Up until this moment, Laura has seen and endured far, far worse, but it’s this moment, when she gasps at the empty bed, that remains, for my money, one of the film’s most unnerving moments. And that’s in large part because a moment earlier she took in stride the aberrant presence of a bloodied woman lying next to her. It’s this juxtaposition of reactions—bloodied strange woman suddenly lying beside you is totally normal, but her disappearance is terrifying—that captures so well for me the dream logic of nightmares. Rarely do my nightmares involve some visible threat or danger; rather, my mind seems to occasionally mix up the terrifying with the banal, and it’s in encountering them out of order that is most unsettling.
A particularly memorable nightmare I had a few years ago involved coming home to a dark house and realizing—in that way of dreams, I just knew—that someone was in the house: not with a knife or a gun, but in the bathroom taking a shower. The presence of someone inside the house was scary, but somehow the innocuousness of the showering made it even more unsettling.
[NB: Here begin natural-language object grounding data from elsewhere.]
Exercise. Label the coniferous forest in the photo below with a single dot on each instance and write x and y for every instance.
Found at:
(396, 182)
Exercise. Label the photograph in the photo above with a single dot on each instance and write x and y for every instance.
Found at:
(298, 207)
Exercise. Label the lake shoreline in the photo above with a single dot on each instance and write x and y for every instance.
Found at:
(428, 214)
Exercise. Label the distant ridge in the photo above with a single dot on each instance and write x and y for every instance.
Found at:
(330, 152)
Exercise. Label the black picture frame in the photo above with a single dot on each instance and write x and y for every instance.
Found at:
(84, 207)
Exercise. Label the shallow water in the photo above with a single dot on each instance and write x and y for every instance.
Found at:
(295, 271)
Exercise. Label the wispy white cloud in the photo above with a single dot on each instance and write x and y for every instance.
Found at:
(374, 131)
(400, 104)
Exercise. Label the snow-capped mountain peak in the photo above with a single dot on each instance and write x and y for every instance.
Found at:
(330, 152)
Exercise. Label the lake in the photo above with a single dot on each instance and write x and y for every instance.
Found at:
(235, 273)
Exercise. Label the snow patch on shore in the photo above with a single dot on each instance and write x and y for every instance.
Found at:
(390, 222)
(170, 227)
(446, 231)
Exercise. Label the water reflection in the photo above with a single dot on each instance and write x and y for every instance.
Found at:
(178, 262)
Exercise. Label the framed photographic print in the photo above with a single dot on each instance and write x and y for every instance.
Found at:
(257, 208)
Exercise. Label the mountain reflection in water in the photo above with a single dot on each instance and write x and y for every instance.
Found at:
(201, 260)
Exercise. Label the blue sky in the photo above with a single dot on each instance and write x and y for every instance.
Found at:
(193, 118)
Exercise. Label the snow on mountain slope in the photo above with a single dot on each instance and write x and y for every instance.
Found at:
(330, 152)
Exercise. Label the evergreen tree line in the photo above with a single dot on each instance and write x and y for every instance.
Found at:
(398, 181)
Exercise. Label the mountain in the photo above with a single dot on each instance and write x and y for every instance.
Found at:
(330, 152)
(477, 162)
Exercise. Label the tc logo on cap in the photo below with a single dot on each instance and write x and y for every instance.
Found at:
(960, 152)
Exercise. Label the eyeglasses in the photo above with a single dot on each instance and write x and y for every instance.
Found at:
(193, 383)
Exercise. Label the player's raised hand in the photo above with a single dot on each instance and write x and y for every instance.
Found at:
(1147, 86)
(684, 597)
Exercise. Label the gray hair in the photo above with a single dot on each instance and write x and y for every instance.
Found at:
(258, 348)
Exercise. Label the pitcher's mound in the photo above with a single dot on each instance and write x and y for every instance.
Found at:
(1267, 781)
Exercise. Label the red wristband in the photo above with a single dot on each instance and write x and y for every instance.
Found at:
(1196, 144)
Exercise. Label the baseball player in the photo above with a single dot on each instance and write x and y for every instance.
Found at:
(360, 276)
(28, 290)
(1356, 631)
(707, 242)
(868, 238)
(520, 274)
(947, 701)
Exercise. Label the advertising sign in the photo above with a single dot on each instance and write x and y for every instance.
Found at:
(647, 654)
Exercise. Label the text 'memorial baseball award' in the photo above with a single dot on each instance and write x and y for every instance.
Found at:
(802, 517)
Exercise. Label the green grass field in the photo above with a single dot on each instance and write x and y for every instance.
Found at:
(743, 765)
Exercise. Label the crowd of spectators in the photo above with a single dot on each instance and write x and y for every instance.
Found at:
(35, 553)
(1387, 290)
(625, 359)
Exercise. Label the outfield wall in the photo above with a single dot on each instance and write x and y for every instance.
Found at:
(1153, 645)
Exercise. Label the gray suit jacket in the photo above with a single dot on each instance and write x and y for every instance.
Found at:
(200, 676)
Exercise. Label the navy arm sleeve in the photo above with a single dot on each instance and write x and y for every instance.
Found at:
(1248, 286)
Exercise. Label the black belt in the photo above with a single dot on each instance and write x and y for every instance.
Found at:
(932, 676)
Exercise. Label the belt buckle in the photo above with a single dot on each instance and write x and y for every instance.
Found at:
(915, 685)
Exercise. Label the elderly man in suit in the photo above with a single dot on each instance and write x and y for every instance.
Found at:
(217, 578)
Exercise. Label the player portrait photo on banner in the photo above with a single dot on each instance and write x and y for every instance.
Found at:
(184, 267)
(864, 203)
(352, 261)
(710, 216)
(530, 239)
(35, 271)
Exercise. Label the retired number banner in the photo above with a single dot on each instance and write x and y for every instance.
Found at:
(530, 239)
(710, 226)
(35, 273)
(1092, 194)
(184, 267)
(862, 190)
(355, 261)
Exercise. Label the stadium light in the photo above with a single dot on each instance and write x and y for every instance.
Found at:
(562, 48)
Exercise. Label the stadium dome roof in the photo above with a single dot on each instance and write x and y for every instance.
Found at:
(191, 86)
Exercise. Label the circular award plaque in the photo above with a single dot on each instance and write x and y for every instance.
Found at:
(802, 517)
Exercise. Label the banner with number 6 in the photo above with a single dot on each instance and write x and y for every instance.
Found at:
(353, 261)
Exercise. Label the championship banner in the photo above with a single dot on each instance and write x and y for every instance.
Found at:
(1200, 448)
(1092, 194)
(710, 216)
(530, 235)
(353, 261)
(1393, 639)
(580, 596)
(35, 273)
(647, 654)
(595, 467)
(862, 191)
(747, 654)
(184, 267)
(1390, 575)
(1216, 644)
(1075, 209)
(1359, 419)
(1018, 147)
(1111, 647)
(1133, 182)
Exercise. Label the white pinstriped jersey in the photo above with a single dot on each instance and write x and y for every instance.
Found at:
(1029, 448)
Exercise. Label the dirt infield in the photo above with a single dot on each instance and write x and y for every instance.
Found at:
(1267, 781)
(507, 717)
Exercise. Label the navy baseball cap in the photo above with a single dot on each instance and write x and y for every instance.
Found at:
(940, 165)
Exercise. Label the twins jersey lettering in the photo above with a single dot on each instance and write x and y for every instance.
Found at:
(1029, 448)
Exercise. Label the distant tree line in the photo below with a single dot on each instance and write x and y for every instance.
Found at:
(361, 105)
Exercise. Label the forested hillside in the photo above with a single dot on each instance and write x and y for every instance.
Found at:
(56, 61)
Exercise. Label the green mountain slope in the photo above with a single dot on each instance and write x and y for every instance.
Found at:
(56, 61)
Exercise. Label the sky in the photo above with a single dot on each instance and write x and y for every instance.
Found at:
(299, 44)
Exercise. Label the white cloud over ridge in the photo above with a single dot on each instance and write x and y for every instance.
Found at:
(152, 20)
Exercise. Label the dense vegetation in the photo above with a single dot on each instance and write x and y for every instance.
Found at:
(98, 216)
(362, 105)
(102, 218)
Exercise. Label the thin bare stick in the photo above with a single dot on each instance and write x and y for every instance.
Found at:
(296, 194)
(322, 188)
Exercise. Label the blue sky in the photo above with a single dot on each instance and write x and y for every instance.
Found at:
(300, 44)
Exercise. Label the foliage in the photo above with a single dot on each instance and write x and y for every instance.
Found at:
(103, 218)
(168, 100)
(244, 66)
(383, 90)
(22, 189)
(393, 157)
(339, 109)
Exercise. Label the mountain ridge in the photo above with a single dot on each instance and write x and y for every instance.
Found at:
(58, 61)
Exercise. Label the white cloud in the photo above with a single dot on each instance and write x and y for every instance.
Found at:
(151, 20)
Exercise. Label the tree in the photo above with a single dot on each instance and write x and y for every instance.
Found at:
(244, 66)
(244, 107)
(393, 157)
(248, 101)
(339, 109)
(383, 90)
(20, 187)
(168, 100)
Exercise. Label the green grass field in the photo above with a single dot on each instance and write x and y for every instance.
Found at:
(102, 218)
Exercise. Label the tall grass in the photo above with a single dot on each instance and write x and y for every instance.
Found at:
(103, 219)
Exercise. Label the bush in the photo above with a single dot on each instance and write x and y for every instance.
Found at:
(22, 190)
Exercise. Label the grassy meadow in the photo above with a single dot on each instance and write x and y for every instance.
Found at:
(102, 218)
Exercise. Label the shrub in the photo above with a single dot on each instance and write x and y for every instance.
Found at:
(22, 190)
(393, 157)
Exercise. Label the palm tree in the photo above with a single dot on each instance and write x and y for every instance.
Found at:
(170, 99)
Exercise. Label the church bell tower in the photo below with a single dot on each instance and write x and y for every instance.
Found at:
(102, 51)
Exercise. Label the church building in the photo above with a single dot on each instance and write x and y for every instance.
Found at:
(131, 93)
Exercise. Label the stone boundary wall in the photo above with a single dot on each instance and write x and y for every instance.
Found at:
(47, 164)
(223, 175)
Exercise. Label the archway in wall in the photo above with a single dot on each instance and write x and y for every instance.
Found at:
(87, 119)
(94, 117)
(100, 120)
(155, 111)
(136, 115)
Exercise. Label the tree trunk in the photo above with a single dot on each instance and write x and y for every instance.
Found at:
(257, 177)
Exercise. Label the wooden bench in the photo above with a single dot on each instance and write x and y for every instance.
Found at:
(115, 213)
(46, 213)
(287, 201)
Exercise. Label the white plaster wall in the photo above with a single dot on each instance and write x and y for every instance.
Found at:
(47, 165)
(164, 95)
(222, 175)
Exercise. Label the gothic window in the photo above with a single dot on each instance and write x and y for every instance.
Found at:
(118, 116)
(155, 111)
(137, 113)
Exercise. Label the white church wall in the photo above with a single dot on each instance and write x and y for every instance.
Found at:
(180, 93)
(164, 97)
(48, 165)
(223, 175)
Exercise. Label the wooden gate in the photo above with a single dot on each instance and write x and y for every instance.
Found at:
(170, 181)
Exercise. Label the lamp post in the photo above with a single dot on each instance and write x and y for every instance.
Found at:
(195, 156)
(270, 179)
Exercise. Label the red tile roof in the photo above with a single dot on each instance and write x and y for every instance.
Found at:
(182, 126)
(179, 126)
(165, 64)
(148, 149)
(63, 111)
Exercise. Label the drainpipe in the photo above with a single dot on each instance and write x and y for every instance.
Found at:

But I’ve had other dreams where objectively far more disturbing things have happened—loved ones’ faces distorting and melting like the bad guy at the end of Raiders of the Lost Ark—and my subconscious has responded with a more or less indifferent shrug.
Lynchian horror is predicated on the idea that lurking beneath our cute, suburban exteriors is some strange malevolence. It runs through all his great works, but it’s more complicated than it first appears. His best moments are predicated on the idea that both the normal is terrifying, and the horrific is comforting. A diner on Sunset Boulevard may be a scene of a deadly nightmare, but a baby that looks like a shrink-wrapped deer fetus is accepted as a more or less normal kinda situation.
Few writers or filmmakers tap into this as successfully as David Lynch, maybe because of the way he upends the usual horror script. The standard horror formula is to start out with the banal, ordinary life: a nice suburban home, a happy family, maybe some teenagers having a fun weekend at the lake. Then the monster arrives, and we realize that everything we thought was safe and normal was just an illusion, that the nightmare was always lurking underneath. The heroes do battle and/or get eaten by the monster, but sooner or later it’s defeated, and at the story’s end, we’ve returned back to the normal, everyday world.
But such narratives, even when they’re done well, often leave me unsatisfied. Once the veil has been pulled back, you can’t really ever go back to the way things were, no matter how hard you try. The terrible knowledge that’s brought you to this place can’t fail to change you, and even if you defeat the monster, you’re still left with your memories.
With Lynch’s work—along with a few other of my favorites, including Franz Kafka and David Cronenberg—there’s no going back, even after everything is over. And so the greatest moments of terror often come from the most banal of places: places that might otherwise seem to offer safe harbor from the nightmare. It’s often the openly terrifying things, by contrast, that are accepted with equanimity. Perhaps this is because once that exterior is peeled back, the scary things are at least no longer unknown. What the doomed protagonists of David Lynch’s films gradually understand is that you can never turn your back on something that presents itself as safe, reassuring, and unthreatening. With a nightmare, at least you know where you stand.